COVID-19 impact contributes to significant decreases in LMR licensing activity
Hampered in part by economic slowdowns caused by the COVID-19 pandemic, land-mobile-radio (LMR) licensing activity in both the public-safety and business-industrial sectors this year is on pace to set all-time low marks, according to data in the FCC’s online Universal Licensing System (ULS) database.
Through July 1, the FCC has received 6,092 LMR license applications—1,378 for public-safety systems and 4,714 for business-industrial networks—including 600 applications that are still pending approval. These figures are based on information in the ULS database as of yesterday evening—the 183rd day of a 366-day leap year.
If all pending applications are approved, the first-half total would project to 2,756 LMR licenses being granted for the full year, which would represent a 9.5% decrease compared to the all-time low record of 3,046 public-safety licenses being granted that was set last year. This would mark the eighth consecutive year that public-safety LMR licensing activity has registered a decrease, and it would be a fourth consecutive year in which an all-time low total was registered.
In the business-industrial arena, 4,714 LMR license applications have been filed with the FCC, including 528 pending applications.
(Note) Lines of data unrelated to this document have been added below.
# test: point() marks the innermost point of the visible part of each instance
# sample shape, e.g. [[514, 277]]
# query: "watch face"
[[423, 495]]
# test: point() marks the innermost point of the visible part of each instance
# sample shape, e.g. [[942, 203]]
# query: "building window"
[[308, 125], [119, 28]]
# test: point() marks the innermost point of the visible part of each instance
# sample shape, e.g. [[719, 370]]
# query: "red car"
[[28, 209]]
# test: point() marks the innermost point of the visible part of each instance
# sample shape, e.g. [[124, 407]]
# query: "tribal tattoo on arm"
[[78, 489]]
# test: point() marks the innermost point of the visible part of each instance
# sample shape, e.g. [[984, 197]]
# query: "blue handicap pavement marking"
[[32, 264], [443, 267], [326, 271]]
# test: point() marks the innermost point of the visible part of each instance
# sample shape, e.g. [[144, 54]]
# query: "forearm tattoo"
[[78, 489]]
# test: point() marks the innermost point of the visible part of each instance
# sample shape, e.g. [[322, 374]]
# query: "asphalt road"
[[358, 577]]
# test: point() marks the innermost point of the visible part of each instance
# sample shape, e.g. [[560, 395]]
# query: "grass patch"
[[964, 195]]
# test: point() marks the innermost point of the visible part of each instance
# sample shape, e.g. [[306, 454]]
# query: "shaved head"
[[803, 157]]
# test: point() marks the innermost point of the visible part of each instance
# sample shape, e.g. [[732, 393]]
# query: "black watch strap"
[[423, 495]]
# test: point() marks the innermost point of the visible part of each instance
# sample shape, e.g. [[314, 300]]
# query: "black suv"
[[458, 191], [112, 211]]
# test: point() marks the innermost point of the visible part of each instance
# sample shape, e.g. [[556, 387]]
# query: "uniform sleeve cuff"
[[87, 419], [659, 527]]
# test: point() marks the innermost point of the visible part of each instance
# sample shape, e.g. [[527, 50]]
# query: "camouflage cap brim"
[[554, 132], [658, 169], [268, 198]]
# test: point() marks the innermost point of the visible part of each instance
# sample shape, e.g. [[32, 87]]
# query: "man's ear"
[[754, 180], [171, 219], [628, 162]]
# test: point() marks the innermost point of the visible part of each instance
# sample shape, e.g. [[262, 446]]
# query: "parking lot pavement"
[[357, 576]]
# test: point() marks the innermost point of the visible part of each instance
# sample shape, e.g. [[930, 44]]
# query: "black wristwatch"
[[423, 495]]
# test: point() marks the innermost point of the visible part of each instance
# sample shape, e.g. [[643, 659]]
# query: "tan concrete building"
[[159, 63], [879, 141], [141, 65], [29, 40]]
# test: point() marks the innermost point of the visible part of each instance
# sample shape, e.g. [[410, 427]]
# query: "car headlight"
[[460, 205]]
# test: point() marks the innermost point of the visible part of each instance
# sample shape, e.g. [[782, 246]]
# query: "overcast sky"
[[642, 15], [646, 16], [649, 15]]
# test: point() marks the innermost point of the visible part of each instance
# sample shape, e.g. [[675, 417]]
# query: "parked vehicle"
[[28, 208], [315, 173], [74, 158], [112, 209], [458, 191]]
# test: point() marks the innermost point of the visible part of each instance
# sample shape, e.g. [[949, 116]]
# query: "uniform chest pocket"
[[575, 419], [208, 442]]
If all pending applications are granted, the total would project to 9,428 business-industrial LMR licenses being approved for the year, which would be 12.5% decrease compared to last year’s total of 10,779 licenses, the third-lowest total since the ULS online database was established.
This projected business-industrial total also would represent a new all-time low—8.2% less than the sector’s previous record low of 10,276 set in 2017.
Not surprisingly, business-industrial LMR activity dropped noticeably as many sectors of the U.S. economy were virtually halted amid shutdown orders in response to the COVID-19 pandemic. After first quarter at a similar LMR licensing pace to the last two years, applications during the past three months have declined by about 30% during the past three months, when the economic impact of the pandemic have hit enterprises hardest.
There also was a second-quarter decline in LMR activity in the public-safety arena, but it was not nearly as dramatic as it was in the business-industrial space. Public-safety LMR licensing activity has trailed last year’s pace by a notable margin almost all year, with a decrease of less than 5% during the second quarter—a trend that could be reflective of the lengthy deployment cycles of public-safety LMR systems, which often are more resilient to short-term economic trends than the business-industrial sector, according to sources.
In addition to the economic impacts associated with the COVID-19 pandemic, the emergence of push-to-talk-over-cellular pandemic has been cited as a potential factor in the reduced LMR licensing activity this year, particularly in the area of healthcare communications and other aspects of the business-industrial sector, according to industry sources.
There also is growing anecdotal evidence that push-to-talk-over-cellular solutions increasingly are being used by public safety during the pandemic, but typically as an augmentation to LMR communications, as opposed to being a replacement for LMR systems, sources said.
When the first-half LMR activity for the public-safety and business-industrial sectors are combined, the year-long projected total of 12,184—assuming all applications are approved—would represent a 44.9% decrease compared to the 22,113 licenses approved in these areas in 2015. It also would be a 69.7% decrease when compared to the all-time record high of 40,171 LMR licenses approved in 2012, but it should be noted that this figure largely was the result of the FCC’s narrowbanding mandate that was supposed to be completed by the end of 2012.